Kabina i ergonomia
Z zewnątrz Steyr sprawia wrażenie największego ciągnika. Testowany model miał bogate wyposażenie. Wykonanie jest na wysokim poziomie. Drzwi kabiny z sześcioma słupkami (dł. 144, szer. 147 cm) mają bardzo wygodne uchwyty i zamykają się niezwykle lekko. Otwarte wystają 48 cm poza obrys kabiny. Ogólnie ma się wrażenie, że kabina została zbudowana wokół traktorzysty i nigdzie nie brakuje miejsca – bardzo dobrze. Kierownica odchyla się daleko po wciśnięciu pedału – niestety, mechanizm nie jest wspomagany siłownikiem.

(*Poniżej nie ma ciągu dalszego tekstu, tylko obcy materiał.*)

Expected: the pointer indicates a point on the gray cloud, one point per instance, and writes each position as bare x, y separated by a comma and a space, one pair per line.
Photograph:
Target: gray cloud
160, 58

Zmierzony poziom hałasu przy mocy maksymalnej 81,8 dB(A) – to nie jest dobry wynik (średnia w teście 75,4 dB(A)). W zakresie 1500–1800 obr./min wynosi on od 72 do 76,7 dB(A). Za dopłatą dostępna jest grubsza szyba, która zmniejsza hałas.
Wejście z lewej strony jest bardzo wygodne. Za schodami umieszczona jest skrzynka narzędziowa, na płytkich stopniach można wesprzeć tylko czubek stopy. Jest to niewygodne, zwłaszcza przy wysiadaniu. Z prawej strony jest ciasno, przestrzeń ogranicza dźwignia zmiany biegów, dźwignia ładowacza i prawa konsola.
Fotel Grammer jest komfortowy i można go obracać w niewielkim zakresie w prawą stronę. Dobry fotel pasażera, dużo miejsca na nogi, dobre oparcie i automatyczny pas bezpieczeństwa. Nieobciążone siedzisko składa się samoczynnie.
Widoczność: maska jest dość szeroka. Tłumik umieszczony jest przy prawym słupku, wszystkie elementy układu oczyszczania spalin znajdują się pod maską, co jest zaletą np. podczas montażu ładowacza.